C’est pourquoi, il y a souvent et inéluctablement des failles qui peuvent être constatées dans un texte et dont certains pourraient tirer profit. Au Burundi, lorsque la question de la limitation de mandats s’est posée, le Président Pierre NKurunziza qui avait déjà passé deux mandats à la tête du pays et qui voulait briguer un 3ème mandat, avait soutenu a l’époque que la première fois qu’il avait été élu, c’était au suffrage universel indirect. Il faisait valoir qu’il n’avait été élu au suffrage universel direct qu’une seule fois.
Étant donné que la limitation de mandats ne concernait que le suffrage universel direct, il avait en conséquence droit à un second mandat puisque le premier mandat ne comptait pas.
Le constituant ne pouvait vraiment pas prévoir une telle argumentation.

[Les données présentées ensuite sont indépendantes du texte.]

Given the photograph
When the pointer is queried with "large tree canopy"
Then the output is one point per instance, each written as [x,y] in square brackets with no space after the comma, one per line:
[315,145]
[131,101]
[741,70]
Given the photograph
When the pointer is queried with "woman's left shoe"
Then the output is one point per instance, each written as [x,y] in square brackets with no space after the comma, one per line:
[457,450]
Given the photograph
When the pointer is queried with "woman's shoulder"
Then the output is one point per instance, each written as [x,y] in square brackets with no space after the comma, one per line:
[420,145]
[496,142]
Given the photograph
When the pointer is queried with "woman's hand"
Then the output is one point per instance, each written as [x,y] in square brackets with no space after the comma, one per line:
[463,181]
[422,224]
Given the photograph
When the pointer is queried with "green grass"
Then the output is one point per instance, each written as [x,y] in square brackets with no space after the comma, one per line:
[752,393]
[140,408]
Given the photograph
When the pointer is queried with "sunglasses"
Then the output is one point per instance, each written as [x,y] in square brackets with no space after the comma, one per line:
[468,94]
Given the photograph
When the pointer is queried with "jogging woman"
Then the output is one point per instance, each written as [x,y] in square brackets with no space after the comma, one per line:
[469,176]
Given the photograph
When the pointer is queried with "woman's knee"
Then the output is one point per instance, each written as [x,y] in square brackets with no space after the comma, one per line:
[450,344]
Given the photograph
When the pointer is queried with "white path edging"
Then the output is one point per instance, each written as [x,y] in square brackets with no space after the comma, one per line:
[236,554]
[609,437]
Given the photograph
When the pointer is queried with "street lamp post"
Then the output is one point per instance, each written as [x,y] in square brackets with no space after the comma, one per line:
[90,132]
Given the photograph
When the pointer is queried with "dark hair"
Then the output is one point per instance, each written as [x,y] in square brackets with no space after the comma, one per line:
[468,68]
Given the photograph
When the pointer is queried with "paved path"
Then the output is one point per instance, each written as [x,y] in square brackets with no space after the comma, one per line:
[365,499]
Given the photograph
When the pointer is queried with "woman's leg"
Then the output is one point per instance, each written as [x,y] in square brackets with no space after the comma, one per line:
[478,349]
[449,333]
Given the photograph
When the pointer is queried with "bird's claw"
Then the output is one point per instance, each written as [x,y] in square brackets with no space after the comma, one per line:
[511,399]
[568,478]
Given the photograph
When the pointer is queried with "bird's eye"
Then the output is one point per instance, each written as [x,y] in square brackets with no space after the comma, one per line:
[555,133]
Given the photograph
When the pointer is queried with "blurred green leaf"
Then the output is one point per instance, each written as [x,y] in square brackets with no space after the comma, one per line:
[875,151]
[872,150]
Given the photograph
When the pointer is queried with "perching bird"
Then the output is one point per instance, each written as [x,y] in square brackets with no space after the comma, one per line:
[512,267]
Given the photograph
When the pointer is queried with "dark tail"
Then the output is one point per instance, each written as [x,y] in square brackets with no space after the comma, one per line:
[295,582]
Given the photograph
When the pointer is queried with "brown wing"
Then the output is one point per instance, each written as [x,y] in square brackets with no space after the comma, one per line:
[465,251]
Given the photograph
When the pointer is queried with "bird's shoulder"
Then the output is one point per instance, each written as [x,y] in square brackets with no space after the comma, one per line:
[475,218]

Au Sénégal, un problème d’une autre nature s’était posé. Il s’agissait en effet de la rétroactivité ou non d’une révision constitutionnelle. Aujourd’hui, le Président Ouattara interprète la nouvelle constitution dans le sens d’une remise à zéro des compteurs à partir de 2020. Or, il n’est pas sûr que tel était l’esprit du constituant ivoirien.
Tous ces exemples démontrent que la démocratie n’est pas encore une fois une simple question de droit. C’est aussi un état d’esprit. Lorsqu’on n’a pas l’esprit démocratique, on trouvera toujours des vides juridiques, des failles pour contourner des obstacles juridiques que le législateur penser poser mais qu’il n’a pas clairement posé. C’est pourquoi, il faut saluer le Président nigérien qui a déclaré sans équivoque et à chaque fois que l’occasion lui en a été donnée d’affirmer et de réaffirmer son aversion pour un 3ème mandat.